Koala sperm chromatin has a tendency to relax following incubation and thawing but the background incidence and dynamics of DNA fragmentation during semen processing at 35°C and following chilled and frozen preservation has not been investigated. This study (n = 10) was designed to establish the fragmentation dynamics of koala sperm DNA at body temperature (35°C), after chilling (4°C) for upward of 16 days, and following a standard freeze–thaw protocol (Johnston SD et al. 2006 Cryobiology 53, 218–228). Sperm DNA fragmentation index (sDFI) was determined using a Halomax kit (ChromaCell SL, Madrid, Spain), which had been customized and validated for koalas (Johnston SD et al. 2007 J. Androl. 28, 891–899).
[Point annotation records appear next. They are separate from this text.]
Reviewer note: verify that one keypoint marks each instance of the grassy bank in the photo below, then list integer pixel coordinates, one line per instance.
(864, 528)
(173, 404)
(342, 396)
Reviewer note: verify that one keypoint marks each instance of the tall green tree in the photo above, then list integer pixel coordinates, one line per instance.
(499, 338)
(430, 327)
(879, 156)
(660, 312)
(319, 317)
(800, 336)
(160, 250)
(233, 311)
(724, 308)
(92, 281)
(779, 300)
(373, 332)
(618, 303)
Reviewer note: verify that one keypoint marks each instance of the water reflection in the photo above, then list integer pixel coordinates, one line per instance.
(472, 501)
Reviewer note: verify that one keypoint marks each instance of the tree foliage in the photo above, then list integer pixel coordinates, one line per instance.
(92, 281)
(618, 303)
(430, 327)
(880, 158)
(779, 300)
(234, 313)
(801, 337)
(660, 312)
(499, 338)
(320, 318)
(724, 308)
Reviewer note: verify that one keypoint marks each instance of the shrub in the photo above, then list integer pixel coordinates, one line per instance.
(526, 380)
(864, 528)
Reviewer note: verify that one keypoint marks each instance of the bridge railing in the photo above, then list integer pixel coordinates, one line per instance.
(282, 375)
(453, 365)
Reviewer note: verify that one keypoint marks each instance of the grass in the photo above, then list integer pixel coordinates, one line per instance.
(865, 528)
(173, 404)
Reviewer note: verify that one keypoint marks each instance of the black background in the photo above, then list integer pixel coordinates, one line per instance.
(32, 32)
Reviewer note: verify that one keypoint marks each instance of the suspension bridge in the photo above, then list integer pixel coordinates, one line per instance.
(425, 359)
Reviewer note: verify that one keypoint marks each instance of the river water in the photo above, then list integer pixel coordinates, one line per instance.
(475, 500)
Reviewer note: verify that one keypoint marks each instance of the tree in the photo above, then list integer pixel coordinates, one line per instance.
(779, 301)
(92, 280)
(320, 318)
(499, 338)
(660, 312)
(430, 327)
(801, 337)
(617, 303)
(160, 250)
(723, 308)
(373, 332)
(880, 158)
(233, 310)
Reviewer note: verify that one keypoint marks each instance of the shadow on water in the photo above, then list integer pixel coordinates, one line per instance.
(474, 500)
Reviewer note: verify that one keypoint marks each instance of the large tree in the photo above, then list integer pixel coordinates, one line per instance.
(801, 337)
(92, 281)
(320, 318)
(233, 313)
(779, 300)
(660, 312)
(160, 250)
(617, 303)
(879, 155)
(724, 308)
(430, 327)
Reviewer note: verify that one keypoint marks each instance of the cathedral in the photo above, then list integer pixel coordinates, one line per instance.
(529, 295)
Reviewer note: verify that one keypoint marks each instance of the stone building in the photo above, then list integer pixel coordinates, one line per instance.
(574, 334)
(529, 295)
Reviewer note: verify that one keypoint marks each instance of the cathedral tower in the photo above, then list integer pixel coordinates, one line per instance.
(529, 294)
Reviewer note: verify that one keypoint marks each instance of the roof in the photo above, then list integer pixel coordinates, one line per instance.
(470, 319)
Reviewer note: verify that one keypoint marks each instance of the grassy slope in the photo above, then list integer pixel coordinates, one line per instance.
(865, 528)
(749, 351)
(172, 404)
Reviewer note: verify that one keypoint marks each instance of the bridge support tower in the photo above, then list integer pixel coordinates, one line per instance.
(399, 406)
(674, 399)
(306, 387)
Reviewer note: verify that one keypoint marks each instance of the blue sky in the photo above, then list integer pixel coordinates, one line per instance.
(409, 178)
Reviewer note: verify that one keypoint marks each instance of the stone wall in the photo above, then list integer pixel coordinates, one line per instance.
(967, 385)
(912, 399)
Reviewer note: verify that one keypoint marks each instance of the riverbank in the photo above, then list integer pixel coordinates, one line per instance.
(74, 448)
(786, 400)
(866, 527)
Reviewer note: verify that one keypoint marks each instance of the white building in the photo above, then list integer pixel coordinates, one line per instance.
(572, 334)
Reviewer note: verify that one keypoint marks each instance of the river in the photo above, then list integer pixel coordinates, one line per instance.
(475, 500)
All semen was assessed for sDFI over a 48-h incubation period (T0, T2, T6, T24, and T48) at 35°C. After incubation at 35°C for 48 h, the sDFI and rate of DNA degradation of freshly diluted spermatozoa were highly variable between individuals; the sDFI for 2 koalas remained consistently low (≤2%) whereas the other 8 had sDFI of 8 to 12% after incubation. Chilled storage increased sDFI in all animals, but the rate of increase and the time at which the DNA started to fragment also varied between koalas; sDFI for 1 koala increased immediately upon rewarming after being chilled for 4 h, whereas that of another koala did not increase until after 8 days of chilling and 24 h of incubation at 35°C. Animals also responded to cryopreservation differently; sDFI increased after thawing for 2 of the koalas but did not increase in the others. Subsequent evaluation of frozen–thawed spermatozoa from a greater number of captive koalas (n = 22), and under extended conditions of post-thaw incubation (up to 17 days at 35°C) permitted categorization of the koalas into 3 distinctive groups based on their DNA fragmentation dynamics and rate of DNA degradation. For 7 of the animals, sDFI remained close to the basal level when incubated at 35°C over 7 days, whereas 2 of the koalas had sDFI ranging from 40 to 70% after 24 h of incubation. This study confirmed the occurrence of inter-animal variability in the dynamics of DNA fragmentation, a finding that was apparent whether or not the spermatozoa had been subjected to chilling or cryopreservation.